At the heart of the problem lies the absence of shared, authoritative registries. Cross-border payments require banks, payment service providers, and regulators across jurisdictions to rely on fragmented identity records, inconsistent compliance checks, and bilateral messaging standards. Each intermediary re-verifies the same information, increasing cost and delay while amplifying operational risk. In effect, the system treats trust as something to be recreated at every step rather than something that can be referenced.
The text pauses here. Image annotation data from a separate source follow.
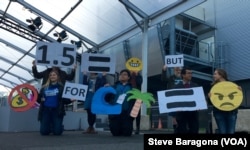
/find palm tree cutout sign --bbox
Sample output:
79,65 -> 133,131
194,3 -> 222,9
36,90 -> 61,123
127,88 -> 155,118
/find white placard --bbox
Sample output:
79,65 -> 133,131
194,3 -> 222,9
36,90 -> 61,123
81,53 -> 116,74
157,87 -> 207,113
62,82 -> 88,101
165,55 -> 184,68
36,41 -> 76,68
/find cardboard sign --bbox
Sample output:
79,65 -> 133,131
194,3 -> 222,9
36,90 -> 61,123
8,84 -> 38,112
36,41 -> 76,68
62,82 -> 88,101
81,53 -> 116,74
210,81 -> 243,111
157,87 -> 207,113
165,55 -> 184,67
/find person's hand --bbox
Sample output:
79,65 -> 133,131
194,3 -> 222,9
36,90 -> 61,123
104,83 -> 110,86
238,86 -> 242,91
73,64 -> 77,70
130,70 -> 139,76
172,117 -> 178,126
70,99 -> 76,102
162,65 -> 168,71
207,92 -> 211,98
82,71 -> 87,75
32,60 -> 36,66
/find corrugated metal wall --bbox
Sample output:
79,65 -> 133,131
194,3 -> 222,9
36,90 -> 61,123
214,0 -> 250,80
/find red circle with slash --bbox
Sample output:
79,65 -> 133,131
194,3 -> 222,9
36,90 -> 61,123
8,84 -> 38,112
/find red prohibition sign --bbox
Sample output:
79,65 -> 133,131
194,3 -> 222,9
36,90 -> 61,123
8,84 -> 38,112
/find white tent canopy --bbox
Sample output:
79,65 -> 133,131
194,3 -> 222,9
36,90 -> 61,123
0,0 -> 204,88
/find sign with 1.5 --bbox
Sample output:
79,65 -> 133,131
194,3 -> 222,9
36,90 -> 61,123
36,41 -> 76,68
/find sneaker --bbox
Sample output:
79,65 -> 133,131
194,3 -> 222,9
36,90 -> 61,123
90,128 -> 97,134
83,127 -> 97,134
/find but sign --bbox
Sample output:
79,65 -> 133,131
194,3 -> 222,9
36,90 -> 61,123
165,55 -> 184,67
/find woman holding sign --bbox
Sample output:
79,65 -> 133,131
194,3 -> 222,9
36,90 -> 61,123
83,72 -> 107,134
208,69 -> 243,134
37,70 -> 72,135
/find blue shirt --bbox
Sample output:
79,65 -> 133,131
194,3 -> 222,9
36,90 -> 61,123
43,84 -> 59,107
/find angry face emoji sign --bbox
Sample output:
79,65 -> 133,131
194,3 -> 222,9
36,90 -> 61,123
210,81 -> 243,111
126,57 -> 142,71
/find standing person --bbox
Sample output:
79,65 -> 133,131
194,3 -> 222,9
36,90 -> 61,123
32,61 -> 76,85
83,72 -> 107,134
37,70 -> 72,135
161,65 -> 182,133
208,69 -> 241,134
130,71 -> 143,134
161,65 -> 182,89
109,69 -> 135,136
174,68 -> 199,134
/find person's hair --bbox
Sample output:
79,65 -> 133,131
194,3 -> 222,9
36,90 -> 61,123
42,70 -> 62,87
181,67 -> 191,76
120,69 -> 131,78
212,68 -> 228,85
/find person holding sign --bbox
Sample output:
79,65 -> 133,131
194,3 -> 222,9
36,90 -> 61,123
130,71 -> 143,134
208,69 -> 243,134
161,65 -> 182,132
174,67 -> 199,134
32,61 -> 76,85
109,69 -> 135,136
37,70 -> 73,135
83,72 -> 107,134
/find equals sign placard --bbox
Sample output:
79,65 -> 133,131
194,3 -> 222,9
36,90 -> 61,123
88,56 -> 110,72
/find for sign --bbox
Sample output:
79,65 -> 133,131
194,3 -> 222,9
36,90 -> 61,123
165,55 -> 184,67
62,82 -> 88,101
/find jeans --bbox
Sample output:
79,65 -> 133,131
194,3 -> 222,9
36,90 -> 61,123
213,110 -> 238,134
40,107 -> 63,135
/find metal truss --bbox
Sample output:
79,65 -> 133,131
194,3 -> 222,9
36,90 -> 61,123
0,16 -> 42,43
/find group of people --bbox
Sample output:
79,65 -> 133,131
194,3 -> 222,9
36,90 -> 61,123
162,65 -> 241,134
32,61 -> 142,136
32,59 -> 240,136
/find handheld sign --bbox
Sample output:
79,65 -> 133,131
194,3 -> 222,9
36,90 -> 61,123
8,84 -> 38,112
81,53 -> 116,74
36,41 -> 76,68
62,82 -> 88,101
157,87 -> 207,113
210,81 -> 243,111
165,55 -> 184,67
126,57 -> 143,72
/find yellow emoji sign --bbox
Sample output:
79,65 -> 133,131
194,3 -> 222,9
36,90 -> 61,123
126,57 -> 142,71
210,81 -> 243,111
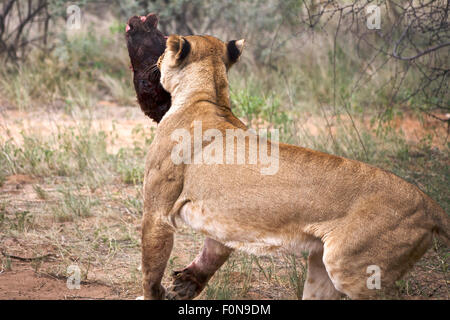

Recent payment innovations have shown that this need not be the case. Domestic instant payment systems such as India’s UPI demonstrate how a shared trust framework can dramatically reduce friction. UPI succeeds not because it is a faster technology, but because it operates on top of common identity standards, clear participant rules, and real-time settlement backed by regulated institutions. The result is a payment system that processes hundreds of millions of transactions daily with near-instant finality.
The challenge is extending similar principles across borders. Regional initiatives such as the Pan-African Payment and Settlement System (PAPSS) and bilateral linkages between instant payment systems in Asia are steps in this direction. They aim to reduce reliance on correspondent banking by enabling direct settlement between domestic payment networks. Yet even these systems encounter limits when underlying trust data remains siloed. Payment rails can be connected, but identity, account ownership, and compliance information often cannot.
This is where trust registries become decisive. A trust registry is not a payment system. It is an authoritative source of verified information that payment systems can rely on. In the context of cross-border payments, this includes identity credentials, institutional participation status, compliance certifications, and settlement permissions. When such information is shared through interoperable registries, participants no longer need to duplicate checks or rely on manual reconciliation.
Global standard-setting bodies have begun to recognise this shift. The G20’s roadmap for enhancing cross-border payments increasingly emphasises data harmonisation and shared infrastructure alongside messaging standards. The Financial Stability Board has highlighted the role of common identifiers and reference data in reducing fragmentation. These are signals that efficiency gains will come as much from institutional coordination as from technical upgrades.
India’s digital public infrastructure provides a relevant reference point. Aadhaar established a population-scale identity registry. DigiLocker normalised the use of verified digital documents. UPI integrated these elements into a real-time payment system without centralising control. Together, they show how trust can be embedded upstream and reused across multiple services. Translating this approach internationally requires governance arrangements that respect sovereignty while enabling verification across borders.
The implications extend beyond remittances. Cross-border trade finance, securities settlement, and emerging digital asset transfers all depend on the same foundations of trust. Without interoperable registries, the expansion of new payment instruments risks reproducing existing inefficiencies in digital form. With them, cross-border payments can move closer to real-time settlement, lower costs, and clearer accountability.
SUTRA’s focus on shared trust registries speaks directly to this challenge. Rather than proposing a new payment rail, it addresses the layer that allows multiple rails to interoperate. By enabling authoritative information to be referenced across jurisdictions and institutions, trust registries can reduce friction while strengthening regulatory oversight.
Improving cross-border payments is often framed as a problem of speed. In reality, it is a problem of trust. Payments move slowly, not because value cannot be transferred, but because trust cannot. Designing registries that allow trust to travel with value may be the most consequential reform in international finance.
References
Bank for International Settlements. Committee on Payments and Market Infrastructures. Cross-Border Retail Payments. Basel: BIS, 2022.
Financial Stability Board. Enhancing Cross-Border Payments: Stage 3 Roadmap. Basel: FSB, 2023.
G20. G20 Roadmap for Enhancing Cross-Border Payments. Rome: G20 Italy Presidency, 2021.
World Bank. Remittance Prices Worldwide Quarterly. Washington DC: World Bank, 2024.
Reserve Bank of India. Payment Systems in India: Vision 2025. Mumbai: RBI, 2023.
Bank for International Settlements. Annual Economic Report 2024: Trust and Payments Infrastructure. Basel: BIS, 2024.
African Export-Import Bank. Pan-African Payment and Settlement System (PAPSS): Operational Framework. Cairo: Afreximbank, 2023.